Functions of Taxation

Taxes are a defined as mandatory payments of the contributors to the budget and to the extra-budgetary funds in the amount determined by law and within the stipulated deadlines.

The functions of taxes are a manifestation of their essence; they are a means to represent the characteristics of taxes. The functions of taxation illustrate its social purpose of the value-based distribution and redistribution of income. Each of the functions fulfilled by the taxation instrument is a manifestation of an internal feature, an indicator or trait or this economic category.

Functions of Taxation

There are five main functions of taxation: fiscal, redistributory, regulating, controlling, and promoting.

1) The main function of taxation is the fiscal one. It is through fiscality that taxes play their role in the formation of the state budget necessary for the realization of national and holistic state programmes. The fiscal function provides for the achievement of the main social goal of taxation – the formation of the state’s financial resources necessary for executing the role of the latter (defense, social, environmental protection, etc.)

2) The allocation function of taxation expresses their essence as a special centralized instrument of allocation relations and consists of the social income redistribution among various groups of citizens: from wealthy to deprived ones, which ultimately provides for the assurance of the social stability of the population.
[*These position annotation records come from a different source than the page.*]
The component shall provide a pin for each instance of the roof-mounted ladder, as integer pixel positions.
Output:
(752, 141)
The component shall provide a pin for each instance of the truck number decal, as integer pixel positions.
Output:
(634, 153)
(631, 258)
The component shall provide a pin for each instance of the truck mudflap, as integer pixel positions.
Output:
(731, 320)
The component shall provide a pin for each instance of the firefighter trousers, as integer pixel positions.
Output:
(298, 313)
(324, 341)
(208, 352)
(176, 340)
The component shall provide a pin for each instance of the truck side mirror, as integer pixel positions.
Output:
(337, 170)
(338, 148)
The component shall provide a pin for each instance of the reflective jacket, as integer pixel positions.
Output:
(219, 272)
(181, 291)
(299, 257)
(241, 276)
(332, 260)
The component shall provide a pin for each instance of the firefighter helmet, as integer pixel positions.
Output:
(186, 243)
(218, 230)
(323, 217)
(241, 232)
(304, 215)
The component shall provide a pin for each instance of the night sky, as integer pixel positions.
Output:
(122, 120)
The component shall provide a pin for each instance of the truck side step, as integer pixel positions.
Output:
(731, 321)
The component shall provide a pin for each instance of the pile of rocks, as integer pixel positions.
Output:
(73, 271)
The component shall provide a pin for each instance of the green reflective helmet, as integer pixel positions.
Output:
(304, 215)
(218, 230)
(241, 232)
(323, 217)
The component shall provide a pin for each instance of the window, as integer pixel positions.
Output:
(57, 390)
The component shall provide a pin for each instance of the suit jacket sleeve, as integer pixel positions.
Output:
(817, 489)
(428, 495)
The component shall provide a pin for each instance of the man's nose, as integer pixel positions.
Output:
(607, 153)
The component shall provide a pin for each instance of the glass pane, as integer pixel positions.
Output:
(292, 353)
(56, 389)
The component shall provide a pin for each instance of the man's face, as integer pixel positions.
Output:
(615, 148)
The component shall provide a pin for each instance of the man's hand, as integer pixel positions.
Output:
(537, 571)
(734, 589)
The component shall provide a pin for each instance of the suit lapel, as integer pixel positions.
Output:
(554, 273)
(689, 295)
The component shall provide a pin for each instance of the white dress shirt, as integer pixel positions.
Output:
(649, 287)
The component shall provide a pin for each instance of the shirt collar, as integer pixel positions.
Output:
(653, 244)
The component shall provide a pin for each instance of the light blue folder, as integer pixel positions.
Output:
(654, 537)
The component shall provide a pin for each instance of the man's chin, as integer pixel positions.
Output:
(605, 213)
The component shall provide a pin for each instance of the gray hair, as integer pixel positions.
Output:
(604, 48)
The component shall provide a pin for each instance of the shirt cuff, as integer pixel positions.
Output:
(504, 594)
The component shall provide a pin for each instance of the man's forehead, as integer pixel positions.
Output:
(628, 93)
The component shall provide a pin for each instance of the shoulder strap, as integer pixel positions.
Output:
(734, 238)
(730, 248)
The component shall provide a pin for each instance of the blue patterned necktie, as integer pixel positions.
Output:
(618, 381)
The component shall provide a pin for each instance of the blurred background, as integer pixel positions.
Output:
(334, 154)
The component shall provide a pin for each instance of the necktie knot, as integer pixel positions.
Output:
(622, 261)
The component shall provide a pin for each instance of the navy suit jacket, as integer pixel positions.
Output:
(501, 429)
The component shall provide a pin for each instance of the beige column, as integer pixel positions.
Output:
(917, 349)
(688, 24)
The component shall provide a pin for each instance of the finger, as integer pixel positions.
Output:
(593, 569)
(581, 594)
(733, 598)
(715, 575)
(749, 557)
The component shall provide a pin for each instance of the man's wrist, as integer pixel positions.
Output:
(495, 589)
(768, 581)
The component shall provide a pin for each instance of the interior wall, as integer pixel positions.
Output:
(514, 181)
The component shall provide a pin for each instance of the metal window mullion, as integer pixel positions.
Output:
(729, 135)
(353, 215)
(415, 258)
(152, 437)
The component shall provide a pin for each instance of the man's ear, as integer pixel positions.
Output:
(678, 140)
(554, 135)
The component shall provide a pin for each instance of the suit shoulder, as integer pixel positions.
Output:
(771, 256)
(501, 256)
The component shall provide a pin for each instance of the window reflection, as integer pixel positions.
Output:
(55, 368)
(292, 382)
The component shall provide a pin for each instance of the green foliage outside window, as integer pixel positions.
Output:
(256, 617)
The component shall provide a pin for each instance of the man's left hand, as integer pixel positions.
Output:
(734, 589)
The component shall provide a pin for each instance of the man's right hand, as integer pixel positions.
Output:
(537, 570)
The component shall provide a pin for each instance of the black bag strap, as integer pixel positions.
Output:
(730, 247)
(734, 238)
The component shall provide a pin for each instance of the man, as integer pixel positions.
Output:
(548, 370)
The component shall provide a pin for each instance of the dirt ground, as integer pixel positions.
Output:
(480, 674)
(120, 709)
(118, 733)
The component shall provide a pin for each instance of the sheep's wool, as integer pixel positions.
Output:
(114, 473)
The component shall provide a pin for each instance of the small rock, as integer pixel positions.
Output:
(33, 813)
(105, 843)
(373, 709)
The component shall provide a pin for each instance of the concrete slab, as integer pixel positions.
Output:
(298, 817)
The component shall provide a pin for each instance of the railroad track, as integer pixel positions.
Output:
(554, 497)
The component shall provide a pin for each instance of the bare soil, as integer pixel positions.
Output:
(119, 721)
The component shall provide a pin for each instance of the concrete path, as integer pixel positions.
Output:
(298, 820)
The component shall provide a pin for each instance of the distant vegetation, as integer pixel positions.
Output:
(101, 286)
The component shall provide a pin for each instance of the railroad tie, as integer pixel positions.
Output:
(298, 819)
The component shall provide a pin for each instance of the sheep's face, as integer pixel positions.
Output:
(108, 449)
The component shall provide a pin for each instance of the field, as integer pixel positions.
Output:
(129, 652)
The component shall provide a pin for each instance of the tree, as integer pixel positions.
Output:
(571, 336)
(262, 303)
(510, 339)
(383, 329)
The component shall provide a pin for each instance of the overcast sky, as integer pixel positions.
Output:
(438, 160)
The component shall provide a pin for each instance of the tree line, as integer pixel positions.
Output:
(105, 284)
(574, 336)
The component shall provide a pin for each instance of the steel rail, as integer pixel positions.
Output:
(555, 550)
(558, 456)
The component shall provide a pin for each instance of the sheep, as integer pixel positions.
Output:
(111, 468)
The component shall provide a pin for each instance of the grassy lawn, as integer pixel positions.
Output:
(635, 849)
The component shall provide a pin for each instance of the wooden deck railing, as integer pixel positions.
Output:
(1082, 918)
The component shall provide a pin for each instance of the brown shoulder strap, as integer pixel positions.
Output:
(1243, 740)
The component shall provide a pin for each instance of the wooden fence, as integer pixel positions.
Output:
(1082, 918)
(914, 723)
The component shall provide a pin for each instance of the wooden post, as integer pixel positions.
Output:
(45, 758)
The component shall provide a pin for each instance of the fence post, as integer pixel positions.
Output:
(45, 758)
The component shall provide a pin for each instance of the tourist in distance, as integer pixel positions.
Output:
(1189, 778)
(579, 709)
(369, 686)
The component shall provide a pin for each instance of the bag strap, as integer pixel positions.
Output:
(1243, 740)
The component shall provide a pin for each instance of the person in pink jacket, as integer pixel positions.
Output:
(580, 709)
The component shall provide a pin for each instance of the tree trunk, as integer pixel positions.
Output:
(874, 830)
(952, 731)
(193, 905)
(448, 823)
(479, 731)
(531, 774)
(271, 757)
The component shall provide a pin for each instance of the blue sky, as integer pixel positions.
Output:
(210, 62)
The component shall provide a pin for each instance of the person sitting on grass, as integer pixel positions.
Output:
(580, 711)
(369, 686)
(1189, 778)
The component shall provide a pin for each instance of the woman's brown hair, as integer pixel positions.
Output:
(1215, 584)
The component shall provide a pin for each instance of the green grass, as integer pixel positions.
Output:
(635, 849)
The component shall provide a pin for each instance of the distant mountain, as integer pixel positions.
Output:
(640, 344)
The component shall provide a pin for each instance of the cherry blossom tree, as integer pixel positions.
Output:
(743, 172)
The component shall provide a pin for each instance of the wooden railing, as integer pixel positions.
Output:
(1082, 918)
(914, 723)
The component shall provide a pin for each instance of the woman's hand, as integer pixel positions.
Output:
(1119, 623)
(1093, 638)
3) The regulatory function of taxation was initiated as soon as the state started to take active part in the economic set-up of the society. This function is aimed at achieving specific goals of the taxation policy through the taxation mechanism. Taxation regulation entails three sub-functions:

  • The stimulating sub-function is aimed at the development of special socio-economic processes, and is implemented through a system of allowances, exemptions and preference arrangements. The legislation in force stipulates the stimulation of a number of taxpayer categories such as the owners of small enterprises, the agricultural producers, capital investors, or charities.
  • The destimulating sub-function inhibits some socio-economic processes through the conscious exaggeration of the taxation burden. As a rule, the effect of this sub-function is related to the introduction of excessive tax rates. These are, for example, the protectionist measures of the state, aimed at supporting local producers through prohibitive import custom duties. It is important to keep in mind, nevertheless, that taxation relations, as any other relations, must replicate continuously. Taxes must be collected today, tomorrow and always. This is why the utilization of the destimulating sub-function should not lead to the weakening of the taxation basis, to suppression, or even to liquidation of the tax source. Such an exaggeration may result in a situation where there will be no income/processes to be taxed.
  • The replication (regeneration) function is explained as follows: by taxing the utilization of natural resources, roads, mineral and primary resources, the state uses these proceeds in order to regenerate the exploited resources.

4) The controlling function of taxation – through taxation, the state controls the financial-economic activity of juridical and natural persons. This also contributes to controlling the sources of income and the directions of spending.

5) The incentive function stipulates special taxation arrangements for a certain group of citizens, who are social achievers (participants in wars, etc.). This function of taxation has a social facet.